Looking ahead, Intel Foundry Services aims to open these fabs to external customers, effectively creating a second TSMC. Should that succeed, Nvidia gains an alternative advanced node, and overall industry dependence on Taiwan diminishes.

intel gpu fab — Intel Fab. Source: Wikipedia

How the Supply Chain Shapes GPU Price and Availability

The shelf price of an RTX graphics card is not simply MSRP with added store markup. It is the cumulative result of margins added at every stage of the supply chain.

Lithography and packaging (~50%). The first (and largest) part of the price is the cost of a wafer. A single 300 mm wafer now runs at least $20,000, driven by EUV scanners and CoWoS interposers. Yield losses during OSAT (assembly, reballing, rework) tack on a further 5-7%
AIB assembly (~25%). Extra PCB layers, nickel-plated copper bases, vapor chambers, and ultra-quiet fans each add $10-100 to the bill of materials
Logistics and insurance (~10%). Sea shipment is inexpensive but slow; air freight is fast yet costly. During demand spikes, the air-cargo share rises, and suppliers pay maximum insurance against loss or damage
Distribution and retail (~15 %). Distributors break bulk lots, warehouse inventory, and extend credit to small resellers. Retailers add marketing, customer service, and return-rate risk, layering on the final markup

What is MSRP?

MSRP stands for manufacturer’s suggested retail price, meaning the price a company recommends retailers charge for a product.

Why MSRP often fails

Tight margins by design. MSRP assumes each chain accepts minimal profit. Any shock (shortages, copper price volatility, substrate constraints, or new tariffs) breaks that equation overnight
Scalping. Bots snap up Founders Edition and rare AIB models at launch, shifting scarcity from wholesale to retail
Currency volatility and taxes.

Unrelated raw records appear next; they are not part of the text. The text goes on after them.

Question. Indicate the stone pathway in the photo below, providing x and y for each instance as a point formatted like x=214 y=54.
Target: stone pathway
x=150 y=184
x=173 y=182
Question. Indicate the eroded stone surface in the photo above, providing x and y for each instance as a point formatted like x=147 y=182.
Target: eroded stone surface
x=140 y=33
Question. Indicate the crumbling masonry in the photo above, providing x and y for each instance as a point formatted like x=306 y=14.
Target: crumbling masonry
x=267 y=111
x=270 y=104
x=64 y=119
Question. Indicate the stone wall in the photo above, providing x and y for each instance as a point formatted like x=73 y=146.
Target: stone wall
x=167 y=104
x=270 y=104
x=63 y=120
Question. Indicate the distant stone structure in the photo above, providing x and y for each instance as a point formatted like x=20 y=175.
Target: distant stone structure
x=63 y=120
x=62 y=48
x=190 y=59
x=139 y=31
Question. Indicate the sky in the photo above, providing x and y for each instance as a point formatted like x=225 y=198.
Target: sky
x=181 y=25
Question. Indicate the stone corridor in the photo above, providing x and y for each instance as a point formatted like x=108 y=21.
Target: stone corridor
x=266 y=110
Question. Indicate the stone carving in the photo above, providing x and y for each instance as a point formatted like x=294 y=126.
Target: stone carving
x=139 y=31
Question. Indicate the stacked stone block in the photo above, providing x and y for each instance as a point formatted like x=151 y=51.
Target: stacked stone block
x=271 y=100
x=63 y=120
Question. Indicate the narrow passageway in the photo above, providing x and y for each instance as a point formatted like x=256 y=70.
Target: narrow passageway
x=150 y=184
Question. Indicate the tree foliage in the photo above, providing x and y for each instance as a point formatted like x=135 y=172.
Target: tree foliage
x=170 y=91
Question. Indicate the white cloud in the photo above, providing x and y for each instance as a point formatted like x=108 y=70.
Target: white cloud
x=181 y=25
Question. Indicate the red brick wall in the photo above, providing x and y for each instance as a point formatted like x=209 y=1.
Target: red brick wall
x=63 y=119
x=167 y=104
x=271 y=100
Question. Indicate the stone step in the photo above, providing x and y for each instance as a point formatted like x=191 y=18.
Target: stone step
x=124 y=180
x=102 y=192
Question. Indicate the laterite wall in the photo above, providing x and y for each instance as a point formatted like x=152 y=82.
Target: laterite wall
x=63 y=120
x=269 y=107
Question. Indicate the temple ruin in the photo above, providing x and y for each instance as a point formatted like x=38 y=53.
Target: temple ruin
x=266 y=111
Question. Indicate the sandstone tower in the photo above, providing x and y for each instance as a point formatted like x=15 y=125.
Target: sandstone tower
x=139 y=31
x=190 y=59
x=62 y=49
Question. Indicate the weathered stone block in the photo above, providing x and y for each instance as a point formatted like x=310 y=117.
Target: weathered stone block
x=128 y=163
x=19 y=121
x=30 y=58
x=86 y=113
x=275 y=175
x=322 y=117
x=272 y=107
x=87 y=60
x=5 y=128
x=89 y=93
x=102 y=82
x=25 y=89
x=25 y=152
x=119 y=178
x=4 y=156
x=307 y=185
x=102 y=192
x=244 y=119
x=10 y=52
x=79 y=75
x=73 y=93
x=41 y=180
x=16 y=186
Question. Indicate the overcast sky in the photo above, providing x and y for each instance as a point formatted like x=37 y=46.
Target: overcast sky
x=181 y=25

For example, at launch, the RTX 4090 retailed for €1,949 in the EU versus a $1,599 U.S. MSRP. The gap reflects VAT plus a distributor buffer against euro-dollar swings

Conclusion: Single GPU—Dozens of Companies

The GeForce RTX 4070 graphics card inside my PC is the result of a global assembly puzzle. CUDA cores are designed by architects in Santa Clara. TSMC’s lithography lines in Taiwan etched them onto silicon wafers. OSAT facilities in Zhuhai attached HBM stacks and completed the packaging. Engineers at ASUS in Shenzhen built robust triple-fan coolers. The finished product was packed into containers, sailed through the Suez Canal, reached a European distributor, and was finally delivered to a local retailer who added a warranty. Only then did the box with the GPU land on my desk.

This extended chain enables flexibility (hundreds of SKUs, diverse cooling designs, and wide pricing tiers), but also introduces fragility. A wafer shortage, freight spike, or export restriction can instantly lead to empty shelves and inflated prices.

Understanding this process can help you make better-informed decisions: whether to wait for a chance to get the Founders Edition GPU from Nvidia itself, opt for a quiet OC model from an AIB partner, consider an MBA Radeon card, or take a chance on a rising Intel Arc. Behind every logo is a vast network of global contributors, and this invisible to the average consumer ecosystem ultimately decides how much you’ll pay and how soon you’ll get your hands on the latest hardware.